Increasing mental health services and financial aid for the University of Hawaiʻi are being discussed at the state Legislature. And UH Mānoa’s undergraduate student government is drumming up student support for the bills.
The Associated Students of the University of Hawaiʻi (ASUH) hosted a testimony writing session at UH Mānoa Campus Center on Thursday, February 6. They provided more than 30 students in attendance with information and guidance on crafting messages for lawmakers in support of bills which back additional mental healthcare services on campus and lower tuition costs for qualified students. ASUH President Landon Li said the student government group has held testimony writing sessions in the past, but this session provided a different focus.
“I believe they were on different issues, some were just general education testimony. But this time, we’re doing kind of a targeted approach where we want to not only educate about the testimony writing process, but also about what legislative priorities we would like students to testify on,” Li said.
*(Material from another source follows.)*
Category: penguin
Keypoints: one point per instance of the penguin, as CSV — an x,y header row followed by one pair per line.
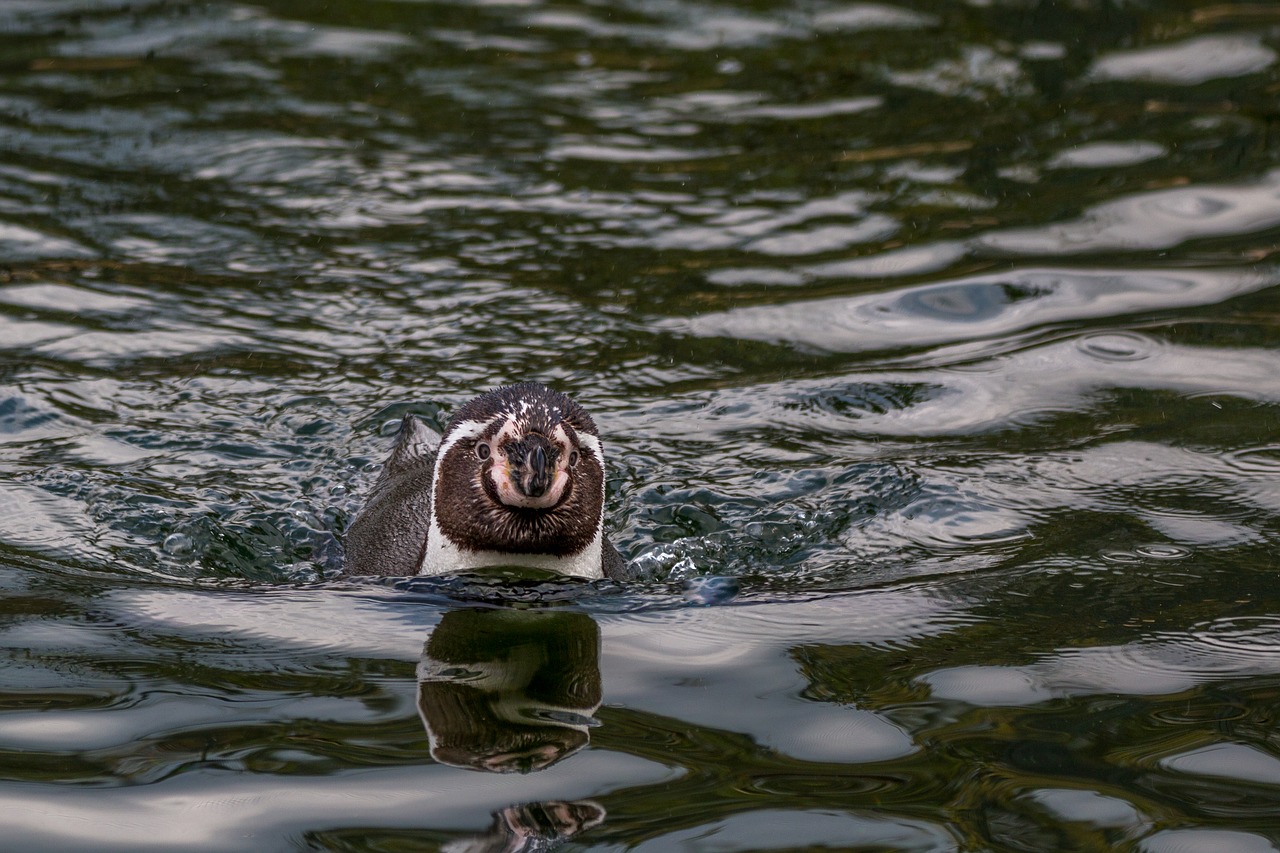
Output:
x,y
517,479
Bills being discussed call for appropriating funds for additional psychiatrist, psychologist and counselor positions across the University of Hawaiʻi. The International Accreditation of Counseling Services recommends a ratio of one mental health professional for every 1,000–1,500 students. UH Mānoa needs at least five more positions to meet the criteria.
Other bills seek to expand the Hawaiʻi Promise program, which currently assists approximately 1,400 community college students, who qualify for resident tuition, annually by providing the “last dollar” needed to cover education costs. These bills look to expand the program to qualified students with financial need attending four-year campuses at UH Mānoa, UH Hilo and UH West Oʻahu.
“We have been meeting with key legislators, such as the chairpersons of the budget committees and education committees in both the House and the Senate to make sure that these bills move forward and get hearings,” Li said. “We’re going to be at every single budget hearing in both the Senate and the House to make sure that the Promise program and the mental health care line items do receive student testimony and physical presence from the students.”